The final rule provides the example that “if a domestic end product that exceeds the 60 percent domestic content threshold is determined to be of unreasonable cost after application of the price preference, then for evaluation purposes the Government will treat an end product that is manufactured in the United States and exceeds 55 percent domestic content, but not 60 percent domestic content, as a domestic end product.”11

3. Enhanced Price Preferences. The final rule also creates a new framework for the application of an enhanced price preference for a domestic product that is considered a critical item or made up of critical components.12 The rule requires offerors to identify in their offer domestic end products that contain a critical component so that contracting officers can apply the higher price preferences when appropriate. The products that will receive a price preference will be determined in a separate rulemaking to allow time for the supply chain review and trade pact waiver review to be completed first. Not all critical products identified through the supply chain review will necessarily qualify for the preference. The process for determining critical products will also determine the enhanced price preference for each critical item or end product with critical components.

4. Applicability to Contracts at or below the Simplified Acquisition Threshold and to Commercial Products.
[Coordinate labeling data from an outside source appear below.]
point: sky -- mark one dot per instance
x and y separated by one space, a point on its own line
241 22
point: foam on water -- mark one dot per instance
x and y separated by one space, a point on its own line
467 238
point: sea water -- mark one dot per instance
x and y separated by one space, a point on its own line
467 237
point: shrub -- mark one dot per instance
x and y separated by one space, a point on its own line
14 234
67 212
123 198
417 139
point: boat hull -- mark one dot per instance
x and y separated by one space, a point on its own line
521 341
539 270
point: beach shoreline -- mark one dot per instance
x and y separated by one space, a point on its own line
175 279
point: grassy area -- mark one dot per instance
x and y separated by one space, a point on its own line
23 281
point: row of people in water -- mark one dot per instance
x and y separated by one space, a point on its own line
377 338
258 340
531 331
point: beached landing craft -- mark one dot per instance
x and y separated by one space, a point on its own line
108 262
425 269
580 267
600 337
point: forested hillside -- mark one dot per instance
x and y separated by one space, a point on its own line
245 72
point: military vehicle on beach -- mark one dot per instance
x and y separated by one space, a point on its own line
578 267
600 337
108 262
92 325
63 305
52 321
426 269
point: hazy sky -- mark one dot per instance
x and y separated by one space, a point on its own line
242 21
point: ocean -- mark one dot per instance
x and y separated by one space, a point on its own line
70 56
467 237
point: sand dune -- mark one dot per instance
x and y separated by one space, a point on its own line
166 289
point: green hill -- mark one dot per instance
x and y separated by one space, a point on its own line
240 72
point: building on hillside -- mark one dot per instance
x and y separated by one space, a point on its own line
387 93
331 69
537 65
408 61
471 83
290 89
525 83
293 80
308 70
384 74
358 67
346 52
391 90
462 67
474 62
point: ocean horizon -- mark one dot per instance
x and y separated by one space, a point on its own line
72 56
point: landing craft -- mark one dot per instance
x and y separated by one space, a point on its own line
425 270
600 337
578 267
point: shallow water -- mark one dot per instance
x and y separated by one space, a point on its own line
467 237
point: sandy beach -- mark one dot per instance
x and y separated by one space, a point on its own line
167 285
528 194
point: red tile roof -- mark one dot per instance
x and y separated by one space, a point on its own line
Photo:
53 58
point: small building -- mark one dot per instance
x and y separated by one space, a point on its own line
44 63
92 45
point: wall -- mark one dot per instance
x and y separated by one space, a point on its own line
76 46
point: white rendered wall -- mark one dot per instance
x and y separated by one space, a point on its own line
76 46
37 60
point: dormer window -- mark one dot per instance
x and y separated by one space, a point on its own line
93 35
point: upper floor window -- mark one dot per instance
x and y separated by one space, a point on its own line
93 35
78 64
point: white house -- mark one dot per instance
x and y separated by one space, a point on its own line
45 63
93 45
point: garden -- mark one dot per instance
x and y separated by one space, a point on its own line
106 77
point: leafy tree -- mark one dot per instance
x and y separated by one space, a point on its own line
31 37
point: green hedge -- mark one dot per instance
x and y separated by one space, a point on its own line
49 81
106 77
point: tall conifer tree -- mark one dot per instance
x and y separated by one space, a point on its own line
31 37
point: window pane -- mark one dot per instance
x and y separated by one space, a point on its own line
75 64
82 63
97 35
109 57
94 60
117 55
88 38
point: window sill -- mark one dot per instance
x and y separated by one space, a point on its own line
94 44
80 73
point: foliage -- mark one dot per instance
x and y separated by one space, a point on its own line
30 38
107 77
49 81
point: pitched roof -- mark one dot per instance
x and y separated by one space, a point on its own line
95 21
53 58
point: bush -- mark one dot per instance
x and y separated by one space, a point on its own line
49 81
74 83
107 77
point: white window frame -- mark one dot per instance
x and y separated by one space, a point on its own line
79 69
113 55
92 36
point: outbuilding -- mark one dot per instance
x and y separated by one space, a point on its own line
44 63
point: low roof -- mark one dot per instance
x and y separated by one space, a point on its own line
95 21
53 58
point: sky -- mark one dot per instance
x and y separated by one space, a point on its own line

The final rule modifies existing clauses—which will continue to apply, or not apply, as they did prior to the final rule—to acquisitions at or below the simplified acquisition threshold (SAT) and to acquisitions for commercial and commercially available off-the-shelf (COTS) items.13

Post-Award Reporting Requirement Deferred. The final rule does not include the post-award reporting requirements that the proposed rule contained requiring contractors to report the specific amount of domestic content in critical end products and construction material. Instead, the FAR Council deferred this requirement and will include it in a subsequent rulemaking that will also establish the list of critical items and critical components at FAR 25.105.14

COTS Waiver.

The final rule continues to exclude COTS items from the domestic content threshold test except for those items involving iron and steel.15

Impact to Contractors.

It is important for federal contractors to understand the final rule’s changes to the BAA requirements. Contractors must start analyzing their supply chain and make the necessary adjustments to achieve the increased domestic content threshold prior to October 25, 2022, in order to be ready for future contracting opportunities with the federal government. In addition, contractors should review their BAA-compliance programs. Although an exception exists to apply an alternate threshold test, contractors should not assume the benefit of this test as the non-delegable authority to implement the test is reserved to an agency’s senior procurement executive.